Bir şüpheci bunun Termodinamiğin İkinci Yasasını ihlal ettiğini iddia edebilir, ancak bu doğru değildir. Uzun lafın kısası: İkinci Yasa ölü maddenin dengeye ve bozulmaya doğru eğilim gösterdiğini söylese de, İkinci Yasa “fişe takılı” şeyler için geçerli değildir – dengeden uzaklaşan TV setleri gibi şeyler. Foldcat hipotezinde, fişe takılı olan şey, bol miktarda amino asidin varlığında Kurucu Kaya üzerindeki peptit sentezidir. İtici güç budur.
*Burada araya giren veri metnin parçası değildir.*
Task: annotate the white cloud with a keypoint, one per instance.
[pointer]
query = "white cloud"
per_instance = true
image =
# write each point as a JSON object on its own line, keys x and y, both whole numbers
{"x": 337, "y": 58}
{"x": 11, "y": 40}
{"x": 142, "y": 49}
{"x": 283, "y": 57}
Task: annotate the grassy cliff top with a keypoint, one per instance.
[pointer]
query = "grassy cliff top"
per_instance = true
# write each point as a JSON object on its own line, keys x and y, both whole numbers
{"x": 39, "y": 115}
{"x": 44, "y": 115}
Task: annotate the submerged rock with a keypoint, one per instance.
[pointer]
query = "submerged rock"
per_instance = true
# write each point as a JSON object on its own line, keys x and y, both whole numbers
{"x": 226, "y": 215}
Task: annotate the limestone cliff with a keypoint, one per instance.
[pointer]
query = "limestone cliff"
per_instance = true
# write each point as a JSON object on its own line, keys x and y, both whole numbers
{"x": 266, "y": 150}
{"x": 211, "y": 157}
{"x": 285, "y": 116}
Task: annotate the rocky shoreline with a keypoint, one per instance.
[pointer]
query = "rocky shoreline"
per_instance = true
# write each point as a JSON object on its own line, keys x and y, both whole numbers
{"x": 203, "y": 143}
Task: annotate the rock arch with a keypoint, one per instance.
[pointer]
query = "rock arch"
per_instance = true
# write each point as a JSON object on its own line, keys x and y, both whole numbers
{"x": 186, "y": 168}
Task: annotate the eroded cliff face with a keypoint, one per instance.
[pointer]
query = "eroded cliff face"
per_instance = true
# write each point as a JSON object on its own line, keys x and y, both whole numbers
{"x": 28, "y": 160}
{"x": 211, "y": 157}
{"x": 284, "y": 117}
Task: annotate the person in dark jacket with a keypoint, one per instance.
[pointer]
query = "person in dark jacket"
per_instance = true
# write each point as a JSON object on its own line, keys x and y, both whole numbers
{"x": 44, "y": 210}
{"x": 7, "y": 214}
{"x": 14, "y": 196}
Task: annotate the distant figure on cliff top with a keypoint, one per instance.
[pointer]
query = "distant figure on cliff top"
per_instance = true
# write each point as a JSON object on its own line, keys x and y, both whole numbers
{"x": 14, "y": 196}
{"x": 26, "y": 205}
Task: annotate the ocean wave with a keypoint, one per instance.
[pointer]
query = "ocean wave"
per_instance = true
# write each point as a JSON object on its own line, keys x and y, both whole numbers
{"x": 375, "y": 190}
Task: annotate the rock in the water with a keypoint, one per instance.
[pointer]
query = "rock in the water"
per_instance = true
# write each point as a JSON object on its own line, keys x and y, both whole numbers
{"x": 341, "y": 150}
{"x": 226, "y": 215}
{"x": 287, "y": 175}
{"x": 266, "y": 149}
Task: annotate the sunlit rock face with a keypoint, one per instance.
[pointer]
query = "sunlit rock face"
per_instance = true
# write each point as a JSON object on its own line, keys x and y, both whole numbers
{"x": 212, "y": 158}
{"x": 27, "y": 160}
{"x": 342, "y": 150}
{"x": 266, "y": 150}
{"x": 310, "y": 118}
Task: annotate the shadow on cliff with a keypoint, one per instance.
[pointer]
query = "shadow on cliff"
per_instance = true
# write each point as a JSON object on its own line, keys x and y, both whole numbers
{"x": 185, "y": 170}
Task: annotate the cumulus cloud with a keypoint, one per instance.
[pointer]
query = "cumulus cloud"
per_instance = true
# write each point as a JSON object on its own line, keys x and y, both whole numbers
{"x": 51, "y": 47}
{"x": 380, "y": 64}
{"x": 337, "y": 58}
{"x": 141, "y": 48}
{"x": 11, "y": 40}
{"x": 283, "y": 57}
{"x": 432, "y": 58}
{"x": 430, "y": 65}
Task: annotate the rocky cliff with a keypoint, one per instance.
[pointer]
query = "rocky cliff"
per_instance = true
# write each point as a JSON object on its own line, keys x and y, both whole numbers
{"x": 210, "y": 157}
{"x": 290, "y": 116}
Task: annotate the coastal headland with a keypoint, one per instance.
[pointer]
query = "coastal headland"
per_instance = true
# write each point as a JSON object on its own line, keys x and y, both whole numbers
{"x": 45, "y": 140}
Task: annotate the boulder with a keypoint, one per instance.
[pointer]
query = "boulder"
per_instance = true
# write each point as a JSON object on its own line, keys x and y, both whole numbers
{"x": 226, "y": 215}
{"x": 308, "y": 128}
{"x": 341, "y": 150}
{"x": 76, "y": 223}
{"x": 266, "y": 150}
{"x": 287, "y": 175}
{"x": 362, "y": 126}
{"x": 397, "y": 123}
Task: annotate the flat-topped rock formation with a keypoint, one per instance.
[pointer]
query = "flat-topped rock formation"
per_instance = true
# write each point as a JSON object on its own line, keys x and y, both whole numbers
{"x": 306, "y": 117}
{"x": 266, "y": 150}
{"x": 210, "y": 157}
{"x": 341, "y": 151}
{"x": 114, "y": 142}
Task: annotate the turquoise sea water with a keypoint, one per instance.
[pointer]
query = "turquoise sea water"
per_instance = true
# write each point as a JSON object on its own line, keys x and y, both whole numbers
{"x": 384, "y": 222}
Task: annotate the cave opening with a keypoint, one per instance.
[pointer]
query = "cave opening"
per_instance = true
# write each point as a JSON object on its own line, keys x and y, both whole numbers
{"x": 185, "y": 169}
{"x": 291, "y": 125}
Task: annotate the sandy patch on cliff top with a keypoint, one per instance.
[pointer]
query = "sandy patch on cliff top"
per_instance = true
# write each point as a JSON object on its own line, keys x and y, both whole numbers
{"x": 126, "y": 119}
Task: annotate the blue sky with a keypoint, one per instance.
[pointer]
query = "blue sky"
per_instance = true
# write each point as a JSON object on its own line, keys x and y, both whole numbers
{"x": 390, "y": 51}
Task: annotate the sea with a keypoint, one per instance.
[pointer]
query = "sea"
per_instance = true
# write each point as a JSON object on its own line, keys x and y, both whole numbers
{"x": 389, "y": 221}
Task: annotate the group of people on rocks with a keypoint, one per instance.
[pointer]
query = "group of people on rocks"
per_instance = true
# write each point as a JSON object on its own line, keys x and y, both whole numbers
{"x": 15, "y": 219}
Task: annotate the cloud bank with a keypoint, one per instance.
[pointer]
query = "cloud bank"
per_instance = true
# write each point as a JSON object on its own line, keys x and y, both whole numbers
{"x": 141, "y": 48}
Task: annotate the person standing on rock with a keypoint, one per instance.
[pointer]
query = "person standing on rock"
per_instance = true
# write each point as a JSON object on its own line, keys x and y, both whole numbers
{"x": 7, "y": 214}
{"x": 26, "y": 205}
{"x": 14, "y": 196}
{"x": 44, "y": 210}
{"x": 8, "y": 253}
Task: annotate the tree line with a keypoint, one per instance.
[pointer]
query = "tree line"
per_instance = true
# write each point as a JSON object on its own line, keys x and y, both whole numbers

Çok büyük miktarlarda önemsiz peptit ve çok az sayıda katlanabilir uzun zincir üretecektir. Ama kartopunun yuvarlanması için gereken tek şey bu.

Önce işlev

Kısacası, işlevin (proteinler) bilgiden (RNA) önce geldiğine inanıyoruz. Başka bir alternatif, yani bilgi öncelikli bir süreç için itici bir güç bilmiyoruz. Genlerin yeni genler yapmak için proteinleri kullanmasından ziyade, proteinlerin yeni proteinler yapmak için genleri kullandığına inanıyoruz. Ve foldcat mekanizması basitçe aracıya – genlere – ilk başta nasıl ihtiyaç duyulmadığını göstermektedir. Peptitler, yaşamın kökenine doğru ilk adım olarak proteinleri oluşturdu.